Ours is a nanny state with no respect for the nanny - or for the parents
Published 12/06/2015 | 02:30
The idea that childcare providers have to return the capitation grant to the Government if children availing of the ECCE scheme miss more than 20 consecutive days just makes my blood boil. It is petty, patronising, patriarchal, bureaucratic nonsense.
It is disrespectful to childcare providers and it is insulting to parents. 'We will gift you and your children 15 hours of pre-school a week,' it says. 'But you must use it exactly as we say or we will take it back'. A nanny state that has absolutely no respect for the nanny.
Let's just think for a moment about the logistics of this. Parents register a child for ECCE with a childcare provider, but for some reason the child has to miss 20 days.
The family want to take advantage of the fact that their child has not yet started school and take a long holiday during term time, when fares are significantly cheaper.
Or the child suffers an illness and has to miss 20 days of preschool on the trot.
There are myriad legitimate reasons, as childcare providers pointed out to TDs at an Oireachtas committee yesterday.
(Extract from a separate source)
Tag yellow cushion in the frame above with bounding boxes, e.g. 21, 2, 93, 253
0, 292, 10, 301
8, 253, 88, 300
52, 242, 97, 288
Now, let's look at the position it puts the childcare provider in. Childcare providers are already working on very tight margins and can little afford to rescind the capitation grant - which, by the way, covers only the 15 contact hours and not any of the administration work that is required to have a child on the premises.
Therefore, they must police the parents and quiz them about when they plan to take holidays. And are they supposed to encourage parents to bring sick kids in if they're risking the 20-day rule?
Plus, what exactly is this rule trying to prevent?
Presumably, it is aimed at preventing fraud or the misuse of Government funds.
By whom and for what? Parents don't make any money from this and the childcare facility hardly makes a massive profit, as they get a mere €73 a week per child.
So where is the scam? And ultimately, what difference does it make if the odd child is absent for a couple of days here and there?
The way people working in early childhood education are treated in this country is an absolute disgrace and this disrespectful clawing back of the capitation grant epitomises this.
Well-educated professionals with a passion for their field are being paid, in some instances, barely the minimum wage. I personally know a woman who was an excellent Montessori teacher and loved her job, but couldn't afford to continue to do it if she wanted to put even a modest roof over her head. We need to completely rethink the way we look at education in this country. We need to reduce the emphasis on the Leaving Cert and stop ignoring early childhood development.
The Government should take complete responsibility for preschool education and early childcare, as it does for primary and secondary, and give it the funds, the support and the attention it deserves.